他們幾人多少也是共患難過的,鳳雛淵不禁想到商畫夜在禁地時對自己的照顧,安紫又為自己療傷,若不是他們,他也走不出那禁土吧,鳳雛淵的心頭便是苦澀至極,可他畢竟是一國之君,要以國家為重,只是這些人如今定是憎恨著自己的吧,尤其是……杜染音。那個讓他喜歡的女子。
本想著到御花園閑坐一會散散心,不想卻是越想心越亂,腳步便不聽使喚般又來到了綠拂宮門前,鳳雛淵走近宮門,站在門外往里望去,綠拂宮的院中,杜染音正坐在秋千上發呆,那嫩白的臉上柳眉緊鎖,明明是初晨,那整個人都顯得很是沉默。
微風吹過,揚起鳳雛淵的衣擺,杜染音余光捕捉到門前有人,細細打量過去,見是鳳雛淵,起身便往屋中走去,她如今實在是不想再看到這個人了。“你來做什么。”鳳雛淵剛進了綠拂殿見到杜染音,便又被怒目而視。
見杜染音對他的態度已是這般,鳳雛淵臉上露出無奈的笑來,他笑的有些牽強:“來看看你這里怎么樣,需不需要什么東西,我讓人拿給你。”

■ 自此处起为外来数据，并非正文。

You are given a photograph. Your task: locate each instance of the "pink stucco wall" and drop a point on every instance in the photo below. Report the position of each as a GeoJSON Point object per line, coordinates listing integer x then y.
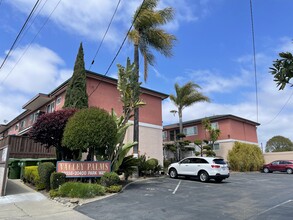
{"type": "Point", "coordinates": [107, 96]}
{"type": "Point", "coordinates": [230, 129]}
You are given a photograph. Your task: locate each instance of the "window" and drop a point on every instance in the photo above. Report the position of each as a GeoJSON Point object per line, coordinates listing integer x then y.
{"type": "Point", "coordinates": [34, 117]}
{"type": "Point", "coordinates": [190, 131]}
{"type": "Point", "coordinates": [58, 101]}
{"type": "Point", "coordinates": [164, 135]}
{"type": "Point", "coordinates": [216, 146]}
{"type": "Point", "coordinates": [22, 124]}
{"type": "Point", "coordinates": [187, 160]}
{"type": "Point", "coordinates": [215, 125]}
{"type": "Point", "coordinates": [172, 135]}
{"type": "Point", "coordinates": [51, 107]}
{"type": "Point", "coordinates": [200, 160]}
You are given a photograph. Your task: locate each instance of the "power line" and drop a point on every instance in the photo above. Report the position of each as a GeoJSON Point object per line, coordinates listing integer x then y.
{"type": "Point", "coordinates": [24, 52]}
{"type": "Point", "coordinates": [20, 32]}
{"type": "Point", "coordinates": [254, 60]}
{"type": "Point", "coordinates": [119, 48]}
{"type": "Point", "coordinates": [280, 109]}
{"type": "Point", "coordinates": [105, 34]}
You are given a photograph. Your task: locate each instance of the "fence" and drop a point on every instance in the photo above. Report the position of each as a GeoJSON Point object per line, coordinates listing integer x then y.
{"type": "Point", "coordinates": [24, 147]}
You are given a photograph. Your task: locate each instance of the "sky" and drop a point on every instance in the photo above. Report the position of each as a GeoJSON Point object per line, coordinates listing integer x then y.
{"type": "Point", "coordinates": [214, 49]}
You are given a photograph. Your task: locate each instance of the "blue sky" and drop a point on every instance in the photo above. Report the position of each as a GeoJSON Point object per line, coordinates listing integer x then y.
{"type": "Point", "coordinates": [213, 49]}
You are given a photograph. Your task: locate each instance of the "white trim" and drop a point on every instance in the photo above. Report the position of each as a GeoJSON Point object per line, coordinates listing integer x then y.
{"type": "Point", "coordinates": [24, 130]}
{"type": "Point", "coordinates": [234, 140]}
{"type": "Point", "coordinates": [142, 124]}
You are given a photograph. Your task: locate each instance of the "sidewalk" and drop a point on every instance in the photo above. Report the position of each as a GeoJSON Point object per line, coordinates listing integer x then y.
{"type": "Point", "coordinates": [21, 202]}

杜染音冷笑一聲:“勞煩陛下掛心了,我這里什么都不缺,倒是缺那兩個會打殺人的宮女,你可要送來。”
鳳雛淵見她顧左右言它的嘲諷自己,也是不知該如何往下接,沉默了一會,才開口道:“你放心,商夜畫與安紫都在宮中,我雖是將她們看管起來,但她們那里的情況和你這的也差不多,都照料的很好。”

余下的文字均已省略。